1 Running PinAPL-Py
1.1 QUICK START:
Step 1: SET UP A RUN
Enter a project name for your analysis run. This name will help you identify your results in case you do multiple runs in a row. Provision of an email address is optional, but will let you safely close the browser during the analysis and receive a notification after completion.
Step 2: UPLOAD DATA
Upload your files via the drag-and-drop frame. Uncompressed format (.fastq) is supported, but compressed (.fastq.gz) is recommended.
Step 3: ENTER SAMPLE INFORMATION
Enter the name of the condition each file represents. Files representing replicates of the same condition have to be given the same name. Do not number your replicates. Numbering is done automatically by the program and displayed on the results page after completion of the analysis.
Please mark all control replicates with the checkbox to the right.

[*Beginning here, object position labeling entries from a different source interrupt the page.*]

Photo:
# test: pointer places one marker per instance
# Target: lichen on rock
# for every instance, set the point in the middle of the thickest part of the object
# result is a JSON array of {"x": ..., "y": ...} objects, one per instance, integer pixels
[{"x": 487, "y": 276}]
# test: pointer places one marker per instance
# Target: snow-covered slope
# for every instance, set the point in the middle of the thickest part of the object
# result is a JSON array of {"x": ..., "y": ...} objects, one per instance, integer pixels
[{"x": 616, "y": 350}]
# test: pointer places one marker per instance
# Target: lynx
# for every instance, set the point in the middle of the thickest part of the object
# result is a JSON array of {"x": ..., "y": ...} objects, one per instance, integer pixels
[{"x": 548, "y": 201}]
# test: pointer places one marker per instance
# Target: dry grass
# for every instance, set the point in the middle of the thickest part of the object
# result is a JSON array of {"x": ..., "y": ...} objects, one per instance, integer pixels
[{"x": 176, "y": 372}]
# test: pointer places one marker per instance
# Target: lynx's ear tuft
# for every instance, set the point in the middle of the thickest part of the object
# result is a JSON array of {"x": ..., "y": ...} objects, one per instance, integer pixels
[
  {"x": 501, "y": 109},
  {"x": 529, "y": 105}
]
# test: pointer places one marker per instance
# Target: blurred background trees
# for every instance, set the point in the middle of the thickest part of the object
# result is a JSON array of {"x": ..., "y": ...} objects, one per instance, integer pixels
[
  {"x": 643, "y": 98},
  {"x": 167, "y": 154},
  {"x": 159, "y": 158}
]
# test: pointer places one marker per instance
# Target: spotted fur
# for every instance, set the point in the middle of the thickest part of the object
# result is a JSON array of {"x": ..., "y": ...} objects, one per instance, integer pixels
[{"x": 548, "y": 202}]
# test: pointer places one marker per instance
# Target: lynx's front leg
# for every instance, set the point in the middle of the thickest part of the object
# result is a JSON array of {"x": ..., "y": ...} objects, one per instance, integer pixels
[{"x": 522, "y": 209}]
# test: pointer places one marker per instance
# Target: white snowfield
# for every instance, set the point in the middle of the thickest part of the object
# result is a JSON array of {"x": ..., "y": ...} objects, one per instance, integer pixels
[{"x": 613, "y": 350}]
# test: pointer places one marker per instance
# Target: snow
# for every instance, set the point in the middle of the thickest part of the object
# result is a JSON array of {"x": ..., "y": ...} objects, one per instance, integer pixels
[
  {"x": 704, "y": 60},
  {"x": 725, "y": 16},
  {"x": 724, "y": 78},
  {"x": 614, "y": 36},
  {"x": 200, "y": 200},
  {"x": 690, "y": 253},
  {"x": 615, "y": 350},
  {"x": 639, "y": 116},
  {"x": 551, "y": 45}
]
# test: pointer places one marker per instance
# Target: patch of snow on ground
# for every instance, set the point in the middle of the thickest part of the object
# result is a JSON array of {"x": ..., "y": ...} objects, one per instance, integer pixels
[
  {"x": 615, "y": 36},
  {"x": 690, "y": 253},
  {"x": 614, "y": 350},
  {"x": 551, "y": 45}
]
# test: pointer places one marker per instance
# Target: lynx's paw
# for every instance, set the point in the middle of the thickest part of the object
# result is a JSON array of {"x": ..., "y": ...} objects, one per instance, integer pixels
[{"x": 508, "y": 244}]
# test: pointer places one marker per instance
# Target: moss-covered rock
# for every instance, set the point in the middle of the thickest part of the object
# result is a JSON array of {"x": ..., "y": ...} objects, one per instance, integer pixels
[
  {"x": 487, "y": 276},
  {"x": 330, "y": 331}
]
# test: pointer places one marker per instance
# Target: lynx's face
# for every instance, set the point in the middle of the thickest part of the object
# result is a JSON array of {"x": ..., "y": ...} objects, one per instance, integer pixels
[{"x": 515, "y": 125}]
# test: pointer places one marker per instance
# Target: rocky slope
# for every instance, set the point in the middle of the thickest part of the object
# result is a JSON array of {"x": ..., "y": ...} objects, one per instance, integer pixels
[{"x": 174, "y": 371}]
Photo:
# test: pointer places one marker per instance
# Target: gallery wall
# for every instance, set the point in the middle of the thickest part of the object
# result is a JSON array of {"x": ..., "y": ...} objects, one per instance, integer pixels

Step 4: CONFIGURE YOUR ANALYSIS RUN
First, choose the screen type. Choose between “enrichment” (e.g. a drug resistance screen) or “depletion” (e.g. a gene-essentiality screen), depending on whether your screen aims at finding sgRNAs of high or low abundance, respectively.Next, choose the sgRNA library used in your screen from the dropdown menu. If your screen uses a library not present in the list or a custom library, see “Uploading a custom library” in the Advanced Options below.
Optional: If you would like to edit the default parameter settings, click Advanced Options. For instructions on these parameters, see “Parameter description” in the Advanced Options section.
Step 5: RUNNING AND COMPLETION
You can follow the program’s execution log by refreshing the page repeatedly. In case another run was started shortly before yours, your run will be queued and start after completion of the previous.
If you provided an email address, you can close the browser; you will be notified by email and sent a link to the results after completion. Otherwise, please leave the progress screen open.
The results will remain on the server for 5 days. You can download all content shown on the results page in a single ZIP archive.
1.2 ADVANCED OPTIONS:
sgRNA Sequence Length (default = 20)
The length of your sgRNA sequence in the reads.
Adapter error rate (default = 0.1)
Error rate (mismatches and indels) allowed for the identification of the 5’ adapter (Refer to the cutadapt manual for more details). Increasing this rate can help to control for poor sequence quality.
Matching threshold (default = 40)
Minimal alignment score required to consider a read successfully matched. For a perfect match this must be double the sgRNA sequence length (Refer to the Bowtie2 manual for more details on calculation of the alignment score). Decreasing this threshold will include reads with a less than optimal match to a library entry which can be helpful to increase sensitivity or control for sequence quality.
Ambiguity threshold (default = 2):
Minimum tolerated difference between primary (best) and secondary (second-best) alignment to consider a read successfully matched. Reads with a difference lower than this threshold will be considered ambiguous and discarded. Increasing this threshold increases stringency. Decreasing this threshold increases sensitivity. With a threshold of 0, the program will accept reads even if they match multiple library entries equally well.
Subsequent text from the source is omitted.